Fire, Fusion & Steel
- Cover by Chris Foss
- Designers: David Golden; Guy Garnett;
- Publishers: Game Designers' Workshop
- Publication: 1993; 33 years ago
- Genres: Science fiction
- Systems: GDW House System

= Fire, Fusion & Steel =

Science-fiction role-playing game supplement

Fire, Fusion & Steel is a supplement about vehicle construction published by Game Designers' Workshop (GDW) in 1993 for the third edition of the science fiction role-playing game Traveller.

==Description==
Fire, Fusion & Steel is a 112-page softcover book designed by David Golden and Guy Garnett, with illustrations by Steve Bryant and Bryan Gibson, and cover art by Chris Foss. The focus of the book is designing various vehicles, both ground vehicles and space ships, in accordance with both the laws of physics and the rules of Traveller. Various formulae for calculating parameters are included, as well as 225 tables of reference numbers.

For example, to calculate a rocket's thrust in newtons, the player is directed to add the rocket's mass in kilograms to the square root of the rocket's designed velocity in kilometres per hour, then divide the sum by a modifier taken from Table 119.

In his 2014 book Designers & Dragons, Shannon Appelcline commented that the Traveller supplements released by GDW in 1997 "included a few more equipment books and Fire, Fusion & Steel, an extensive vehicle creation system; together these were just the sort of thing you'd expect to find in a Traveller line."

==Reception==
Brennan O'Brien reviewed Fire, Fusion & Steel in White Wolf #47 (Sept., 1994), rating it a 4 out of 5 and stated that "For ideas and explanations of technology, this supplement is a must. Overall, much of the design sequence is well thought out and easy to apply. That said and grievances aside, I recommend this book."

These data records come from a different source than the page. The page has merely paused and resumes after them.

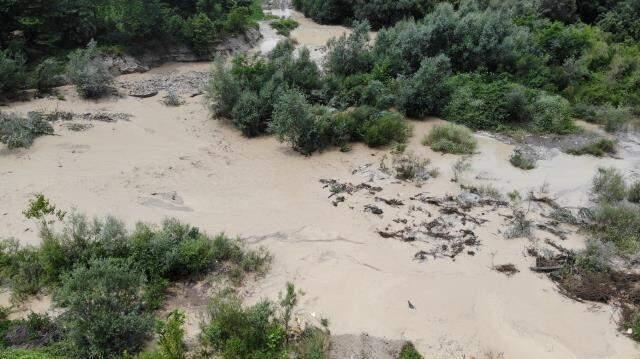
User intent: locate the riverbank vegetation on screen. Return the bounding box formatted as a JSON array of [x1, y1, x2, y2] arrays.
[[0, 0, 263, 99], [0, 195, 270, 357], [208, 0, 638, 155]]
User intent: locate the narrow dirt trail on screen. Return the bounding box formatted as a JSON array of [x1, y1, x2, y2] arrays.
[[1, 10, 639, 358]]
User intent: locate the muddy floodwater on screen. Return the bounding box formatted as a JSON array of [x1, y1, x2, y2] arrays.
[[2, 10, 640, 359]]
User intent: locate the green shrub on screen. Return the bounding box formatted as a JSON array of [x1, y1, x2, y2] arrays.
[[629, 181, 640, 204], [325, 21, 373, 77], [223, 6, 255, 35], [509, 150, 536, 170], [270, 89, 320, 155], [361, 112, 410, 148], [271, 18, 299, 36], [422, 123, 476, 154], [232, 91, 264, 137], [200, 292, 285, 358], [0, 112, 54, 149], [183, 13, 217, 56], [66, 40, 113, 99], [575, 239, 615, 273], [54, 258, 154, 358], [163, 90, 184, 107], [397, 55, 452, 118], [590, 202, 640, 254], [567, 138, 617, 157], [0, 240, 46, 298], [0, 50, 26, 99], [531, 93, 576, 134], [399, 342, 423, 359], [573, 104, 635, 133], [207, 60, 242, 118], [592, 167, 627, 203], [145, 310, 186, 359], [31, 59, 63, 94]]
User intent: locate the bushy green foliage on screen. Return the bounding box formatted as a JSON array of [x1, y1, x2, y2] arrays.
[[399, 342, 423, 359], [590, 202, 640, 253], [206, 40, 321, 139], [574, 104, 635, 132], [66, 40, 113, 99], [597, 0, 640, 42], [397, 55, 452, 118], [294, 0, 435, 29], [567, 138, 617, 157], [54, 258, 153, 358], [0, 50, 26, 99], [31, 59, 63, 94], [200, 291, 285, 358], [592, 167, 627, 203], [361, 112, 410, 148], [271, 18, 299, 36], [0, 196, 271, 357], [201, 283, 329, 359], [0, 112, 54, 149], [629, 181, 640, 204], [325, 21, 373, 77], [509, 151, 536, 170], [422, 123, 477, 154], [531, 93, 576, 134], [270, 89, 319, 155], [139, 310, 187, 359]]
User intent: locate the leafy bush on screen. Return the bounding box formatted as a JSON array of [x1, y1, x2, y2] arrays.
[[361, 112, 410, 148], [31, 58, 63, 94], [509, 150, 536, 170], [0, 112, 54, 149], [66, 41, 113, 99], [573, 104, 635, 133], [597, 0, 640, 42], [590, 202, 640, 253], [567, 138, 617, 157], [422, 123, 476, 154], [270, 89, 319, 155], [200, 291, 285, 358], [139, 310, 186, 359], [0, 50, 26, 99], [592, 167, 627, 203], [232, 91, 264, 137], [207, 60, 242, 118], [325, 21, 373, 77], [531, 93, 576, 134], [629, 181, 640, 204], [399, 342, 423, 359], [397, 55, 452, 118], [271, 18, 299, 36], [54, 258, 154, 358], [2, 196, 270, 300], [163, 90, 184, 107]]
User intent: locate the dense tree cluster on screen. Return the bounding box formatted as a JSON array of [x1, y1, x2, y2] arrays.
[[0, 0, 261, 99], [292, 0, 436, 29]]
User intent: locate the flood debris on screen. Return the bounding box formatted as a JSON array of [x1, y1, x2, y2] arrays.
[[493, 263, 519, 276], [364, 205, 383, 215]]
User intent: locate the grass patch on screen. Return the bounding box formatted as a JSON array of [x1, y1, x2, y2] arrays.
[[422, 123, 476, 154], [567, 138, 617, 157], [271, 18, 299, 36], [592, 167, 627, 203], [0, 112, 54, 149]]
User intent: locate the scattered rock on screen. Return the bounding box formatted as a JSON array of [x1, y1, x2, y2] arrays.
[[128, 85, 159, 98], [364, 205, 383, 215]]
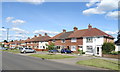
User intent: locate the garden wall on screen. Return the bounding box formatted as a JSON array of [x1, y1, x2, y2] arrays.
[[102, 54, 120, 59]]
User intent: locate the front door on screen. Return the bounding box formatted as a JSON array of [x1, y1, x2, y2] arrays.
[[96, 46, 102, 56]]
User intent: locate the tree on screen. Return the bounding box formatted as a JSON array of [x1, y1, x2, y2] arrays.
[[102, 42, 115, 54], [46, 43, 55, 50]]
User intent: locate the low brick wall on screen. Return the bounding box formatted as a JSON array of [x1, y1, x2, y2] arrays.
[[102, 54, 120, 59], [34, 49, 48, 51]]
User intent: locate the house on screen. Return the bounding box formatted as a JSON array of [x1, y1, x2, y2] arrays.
[[50, 24, 114, 56], [115, 31, 120, 51], [25, 33, 51, 51]]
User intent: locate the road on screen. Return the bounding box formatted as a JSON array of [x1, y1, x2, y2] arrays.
[[2, 52, 103, 70]]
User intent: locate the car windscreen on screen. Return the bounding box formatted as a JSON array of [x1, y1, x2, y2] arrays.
[[28, 48, 32, 50]]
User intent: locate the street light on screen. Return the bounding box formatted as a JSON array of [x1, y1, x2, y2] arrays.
[[2, 27, 9, 42]]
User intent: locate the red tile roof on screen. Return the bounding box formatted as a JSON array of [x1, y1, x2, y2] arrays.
[[51, 28, 114, 39]]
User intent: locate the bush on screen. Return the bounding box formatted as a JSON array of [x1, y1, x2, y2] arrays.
[[46, 43, 55, 50], [102, 42, 115, 54], [110, 51, 118, 55]]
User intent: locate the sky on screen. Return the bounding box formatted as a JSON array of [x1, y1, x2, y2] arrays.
[[0, 0, 119, 41]]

In the January 1998 edition of Dragon (Issue #243), Rick Swan acknowledged that Traveller had always been fuelled by "hard science", but even so, he confessed "to being baffled by Fire, Fusion & Steel, a supplement so dense with numbers that it might as well be written in Chinese... it more closely resembles a physics text for precocious grad students." Swan concluded by giving the book an average rating of 3 stars out of 6, saying "For those of us who still count on our fingers, Fire, Fusion & Steel is about as appealing as a rat in our lunch box."